Technology Platform
The Inimex Invention - Drugs to fight infection and suppress inflammation
A major disincentive to pharmaceutical exploitation of the innate system has been the knowledge that prolonged or excessive expression of certain inflammatory mediators in response to infection can lead to significant tissue damage.
For example, excessive release of pro-inflammatory cytokines such as tumour necrosis factor-a (TNF-a) can lead to an inflammatory cascade that - if left unchecked - can result in sepsis, a potentially lethal condition. Furthermore, most antibiotics stimulate the release of bacterial components and thus contribute to the risk of damaging inflammation or sepsis. As a result, administration of TLR agonists has been limited to circumstances where stimulation of inflammation can be contained or managed (through localised or low dosing, e.g., vaccine adjuvant or allergy applications, or in specialized circumstances, e.g., oncology / antiviral applications).
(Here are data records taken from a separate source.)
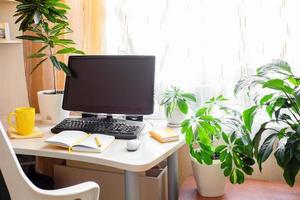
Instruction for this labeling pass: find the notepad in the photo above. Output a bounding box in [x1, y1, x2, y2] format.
[149, 128, 179, 143]
[45, 131, 115, 153]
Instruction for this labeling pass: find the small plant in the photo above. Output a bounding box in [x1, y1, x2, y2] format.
[235, 60, 300, 186]
[14, 0, 84, 93]
[161, 86, 196, 117]
[181, 95, 255, 184]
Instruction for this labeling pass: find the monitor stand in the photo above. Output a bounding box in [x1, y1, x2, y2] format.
[81, 113, 144, 122]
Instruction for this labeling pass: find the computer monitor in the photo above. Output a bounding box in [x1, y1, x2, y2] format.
[63, 56, 155, 115]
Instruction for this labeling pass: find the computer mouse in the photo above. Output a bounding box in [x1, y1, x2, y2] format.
[127, 139, 141, 151]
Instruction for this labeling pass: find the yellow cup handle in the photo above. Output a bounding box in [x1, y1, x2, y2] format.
[7, 112, 17, 130]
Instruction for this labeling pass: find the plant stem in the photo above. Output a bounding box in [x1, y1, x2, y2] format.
[284, 92, 300, 123]
[49, 47, 57, 94]
[40, 16, 57, 94]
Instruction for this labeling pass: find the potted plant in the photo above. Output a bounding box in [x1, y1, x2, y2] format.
[181, 95, 255, 197]
[235, 60, 300, 186]
[160, 86, 196, 127]
[14, 0, 83, 123]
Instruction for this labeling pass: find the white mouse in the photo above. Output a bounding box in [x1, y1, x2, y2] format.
[127, 139, 141, 151]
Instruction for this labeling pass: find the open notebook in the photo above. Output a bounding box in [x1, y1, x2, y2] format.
[45, 131, 115, 153]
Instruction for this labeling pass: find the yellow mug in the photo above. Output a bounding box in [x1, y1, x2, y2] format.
[7, 107, 35, 135]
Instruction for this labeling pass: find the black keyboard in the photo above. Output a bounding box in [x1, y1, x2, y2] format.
[51, 117, 145, 139]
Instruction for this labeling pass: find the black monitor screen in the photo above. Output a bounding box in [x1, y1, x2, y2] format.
[63, 56, 155, 115]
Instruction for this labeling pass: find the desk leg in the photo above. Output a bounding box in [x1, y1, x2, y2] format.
[125, 171, 140, 200]
[168, 152, 178, 200]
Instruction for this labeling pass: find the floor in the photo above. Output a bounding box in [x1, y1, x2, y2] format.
[179, 176, 300, 200]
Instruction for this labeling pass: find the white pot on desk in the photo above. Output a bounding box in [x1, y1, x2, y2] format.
[167, 106, 186, 128]
[37, 90, 70, 124]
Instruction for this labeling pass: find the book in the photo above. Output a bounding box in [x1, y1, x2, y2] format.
[149, 128, 179, 143]
[45, 131, 115, 153]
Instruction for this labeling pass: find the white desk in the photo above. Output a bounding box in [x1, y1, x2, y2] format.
[1, 117, 185, 200]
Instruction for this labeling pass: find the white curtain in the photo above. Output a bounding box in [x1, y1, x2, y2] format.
[104, 0, 300, 114]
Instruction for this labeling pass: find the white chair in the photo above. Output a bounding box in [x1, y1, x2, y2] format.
[0, 122, 100, 200]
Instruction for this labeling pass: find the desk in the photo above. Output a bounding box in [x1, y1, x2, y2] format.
[1, 117, 185, 200]
[179, 176, 300, 200]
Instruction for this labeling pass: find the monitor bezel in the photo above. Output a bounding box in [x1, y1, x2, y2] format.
[62, 55, 155, 115]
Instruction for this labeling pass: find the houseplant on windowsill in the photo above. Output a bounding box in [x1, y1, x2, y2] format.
[14, 0, 83, 123]
[181, 95, 255, 197]
[160, 86, 196, 127]
[235, 60, 300, 186]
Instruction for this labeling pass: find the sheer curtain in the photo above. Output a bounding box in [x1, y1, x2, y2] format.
[104, 0, 300, 112]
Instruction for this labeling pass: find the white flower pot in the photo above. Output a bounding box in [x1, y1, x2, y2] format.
[191, 156, 225, 197]
[37, 90, 70, 124]
[167, 106, 186, 127]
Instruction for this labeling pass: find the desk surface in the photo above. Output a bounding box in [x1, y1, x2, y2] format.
[0, 116, 185, 172]
[179, 176, 300, 200]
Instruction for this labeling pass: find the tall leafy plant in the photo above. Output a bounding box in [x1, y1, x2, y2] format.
[160, 86, 196, 117]
[14, 0, 83, 93]
[181, 95, 255, 184]
[235, 60, 300, 186]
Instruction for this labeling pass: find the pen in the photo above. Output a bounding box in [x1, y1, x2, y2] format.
[95, 136, 101, 147]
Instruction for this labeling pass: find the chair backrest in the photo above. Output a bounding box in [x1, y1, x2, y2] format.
[0, 121, 37, 199]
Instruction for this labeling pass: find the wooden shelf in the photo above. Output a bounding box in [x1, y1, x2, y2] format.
[0, 40, 22, 44]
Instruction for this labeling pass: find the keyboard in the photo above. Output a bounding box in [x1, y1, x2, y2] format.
[51, 117, 145, 139]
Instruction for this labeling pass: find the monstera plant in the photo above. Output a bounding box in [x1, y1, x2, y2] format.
[14, 0, 83, 123]
[181, 95, 255, 197]
[235, 60, 300, 186]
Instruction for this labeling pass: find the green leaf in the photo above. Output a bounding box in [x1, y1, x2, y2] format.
[236, 169, 245, 184]
[259, 94, 274, 105]
[230, 170, 237, 184]
[50, 56, 61, 70]
[54, 3, 71, 10]
[266, 104, 275, 118]
[252, 122, 269, 157]
[257, 133, 277, 170]
[201, 151, 213, 165]
[220, 151, 227, 162]
[177, 99, 188, 114]
[288, 76, 299, 86]
[196, 107, 207, 117]
[59, 61, 72, 76]
[242, 165, 254, 175]
[197, 127, 211, 146]
[243, 105, 258, 132]
[38, 45, 49, 53]
[16, 35, 44, 42]
[223, 167, 231, 177]
[274, 147, 286, 168]
[181, 93, 197, 102]
[222, 132, 229, 144]
[263, 79, 284, 90]
[215, 145, 227, 153]
[56, 47, 77, 54]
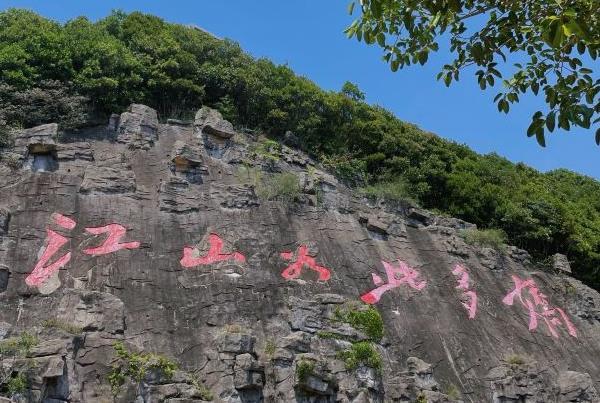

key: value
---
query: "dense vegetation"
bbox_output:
[346,0,600,147]
[0,9,600,288]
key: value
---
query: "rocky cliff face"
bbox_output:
[0,105,600,403]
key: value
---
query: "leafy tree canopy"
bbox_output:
[0,7,600,289]
[346,0,600,146]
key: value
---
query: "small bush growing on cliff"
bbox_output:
[0,332,38,396]
[250,139,281,162]
[0,115,13,148]
[42,319,83,335]
[444,383,460,400]
[504,354,526,367]
[256,172,301,203]
[191,373,215,401]
[108,342,177,396]
[415,392,428,403]
[335,306,383,342]
[338,341,381,371]
[359,181,417,205]
[461,229,506,251]
[296,360,315,382]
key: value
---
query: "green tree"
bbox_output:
[346,0,600,146]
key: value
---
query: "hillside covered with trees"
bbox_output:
[0,9,600,289]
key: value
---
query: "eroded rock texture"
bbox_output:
[0,105,600,403]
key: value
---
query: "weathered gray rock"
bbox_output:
[15,123,58,153]
[552,253,571,273]
[194,106,235,139]
[116,104,158,149]
[0,106,600,403]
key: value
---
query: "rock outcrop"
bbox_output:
[0,105,600,403]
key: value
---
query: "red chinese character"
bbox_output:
[280,245,331,281]
[25,213,77,286]
[360,260,427,304]
[502,275,577,338]
[452,264,477,319]
[25,229,71,286]
[83,224,140,256]
[179,234,246,268]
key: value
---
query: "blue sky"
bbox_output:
[0,0,600,179]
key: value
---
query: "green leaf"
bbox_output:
[444,73,452,87]
[535,127,546,147]
[546,111,556,132]
[371,0,382,19]
[348,1,355,15]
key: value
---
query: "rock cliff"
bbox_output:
[0,105,600,403]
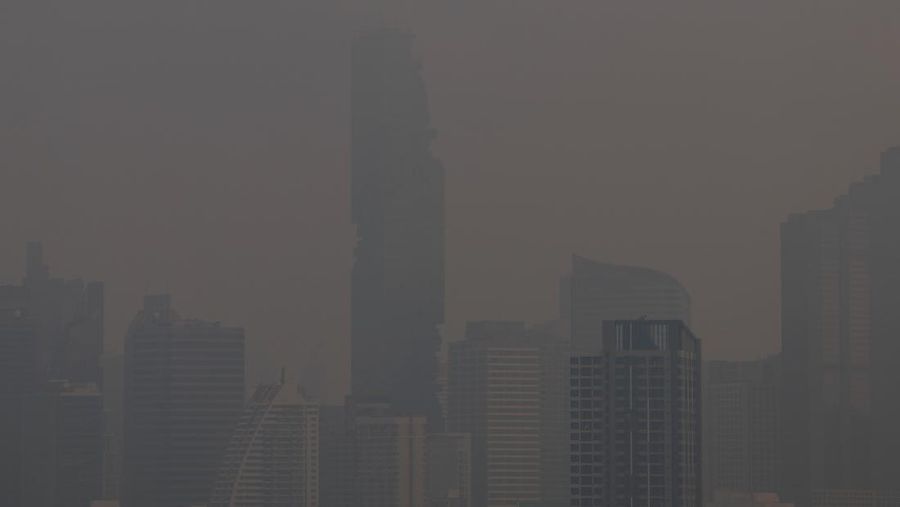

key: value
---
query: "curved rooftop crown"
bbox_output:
[572,255,690,300]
The groundbreaking discovery made in the laboratories of Professors Bob Hancock and Brett Finlay at the University of British Columbia was that clearance of an infection by the innate immune system could be achieved without triggering inflammation. They found that certain short peptides, including endogenous peptides produced by neutrophils as well as novel synthetic derivatives engineered to lack direct antibacterial activity, were able to clear Gram positive or Gram negative bacterial infections in mice. Inimex peptides are able to clear lung infections with S. pneumoniae, the most common cause of bacterial pneumonia. In this pneumonia model Inimex compounds demonstrate activity comparable to azithromycin (Pfizer's Zithromax®), one of the leading antibiotics prescribed for pneumonia.
Genomics protein and cellular assessments confirm that Inimex peptides act on a cytoplasmic protein target to cause increases in gene products associated with infection-clearing aspects of innate immunity without causing up-regulation of pro-inflammatory cytokines such as TNF-a. A peer-reviewed publication in Nature Biotechnology reports many of these findings from studies using a prototype proprietary peptide IDR-1. These data, showing that innate immunity can be selectively up-regulated without causing local inflammation, are in sharp contrast to observations made using TLR agonists which rely upon stimulation of inflammatory mediators to achieve therapeutic impact.